Huffman coding is an optimal prefix-free variable-length coding scheme for lossless compression of a known discrete source. It assigns shorter codewords to more probable symbols and longer codewords to less probable ones, achieving the minimum expected codeword length among all prefix codes. The algorithm builds a binary tree bottom-up by repeatedly merging the two least probable symbols. The resulting code satisfies H(X) <= L < H(X) + 1, where L is the average code length and H(X) is the source entropy. Huffman coding is optimal per-symbol; arithmetic coding can outperform it by encoding sequences as a whole.
The source coding theorem says you can compress a source to its entropy rate, but it doesn't tell you how. Huffman coding, invented by David Huffman in 1952 as a student at MIT, provides a concrete, optimal algorithm for constructing variable-length binary codes for known discrete sources.
The algorithm is simple and elegant. Start with each symbol as a leaf node weighted by its probability. Repeatedly find the two nodes with the smallest weights, merge them into a new internal node whose weight is the sum, and assign the left branch a 0 and the right branch a 1 (or vice versa). Continue until only one root node remains. Each symbol's codeword is the sequence of bits on the path from the root to its leaf. More probable symbols end up near the root (short codewords); less probable symbols end up deeper in the tree (long codewords).
The resulting code is prefix-free — no codeword is a prefix of any other — which means the decoder can identify each symbol immediately without needing lookahead or delimiters.
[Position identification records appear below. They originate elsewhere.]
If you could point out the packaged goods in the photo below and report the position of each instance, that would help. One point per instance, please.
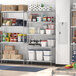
(9, 34)
(24, 38)
(20, 37)
(32, 30)
(38, 19)
(47, 58)
(13, 52)
(15, 34)
(51, 43)
(6, 52)
(48, 31)
(9, 7)
(45, 19)
(44, 43)
(31, 55)
(9, 47)
(6, 56)
(17, 56)
(74, 13)
(22, 7)
(15, 39)
(74, 21)
(11, 39)
(9, 23)
(39, 55)
(49, 19)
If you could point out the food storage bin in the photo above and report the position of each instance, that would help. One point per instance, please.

It is optimal among all prefix-free codes for that source: no other assignment of variable-length codewords achieves a lower expected length. The average code length L satisfies H(X) <= L < H(X) + 1. The gap comes from the restriction to integer-length codewords. When all symbol probabilities are powers of 2, the gap is zero and Huffman achieves entropy exactly.
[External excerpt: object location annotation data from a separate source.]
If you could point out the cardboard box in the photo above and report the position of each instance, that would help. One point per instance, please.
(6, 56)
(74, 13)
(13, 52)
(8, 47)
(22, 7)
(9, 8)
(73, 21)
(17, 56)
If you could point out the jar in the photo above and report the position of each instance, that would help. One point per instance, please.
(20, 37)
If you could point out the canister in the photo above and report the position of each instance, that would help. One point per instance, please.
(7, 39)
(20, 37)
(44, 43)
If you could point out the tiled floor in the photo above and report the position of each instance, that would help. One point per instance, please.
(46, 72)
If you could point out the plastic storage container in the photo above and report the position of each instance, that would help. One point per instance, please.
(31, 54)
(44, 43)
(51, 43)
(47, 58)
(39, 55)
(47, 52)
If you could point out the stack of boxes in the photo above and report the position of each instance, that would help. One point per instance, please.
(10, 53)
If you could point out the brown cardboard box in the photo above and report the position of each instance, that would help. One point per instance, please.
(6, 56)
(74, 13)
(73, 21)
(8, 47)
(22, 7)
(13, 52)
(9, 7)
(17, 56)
Despite its elegance, Huffman coding has limitations. It works on one symbol at a time, so it cannot exploit correlations between symbols. It requires knowing the source statistics in advance (or using a two-pass approach). And the integer-length constraint means it can waste nearly 1 bit per symbol for highly skewed distributions. Arithmetic coding addresses all three limitations: it encodes entire sequences as a single number in [0,1), achieving rates arbitrarily close to entropy for any distribution. In practice, Huffman coding remains widely used (JPEG, DEFLATE/gzip) because it is fast, simple to implement, and the per-symbol overhead is acceptable for many applications.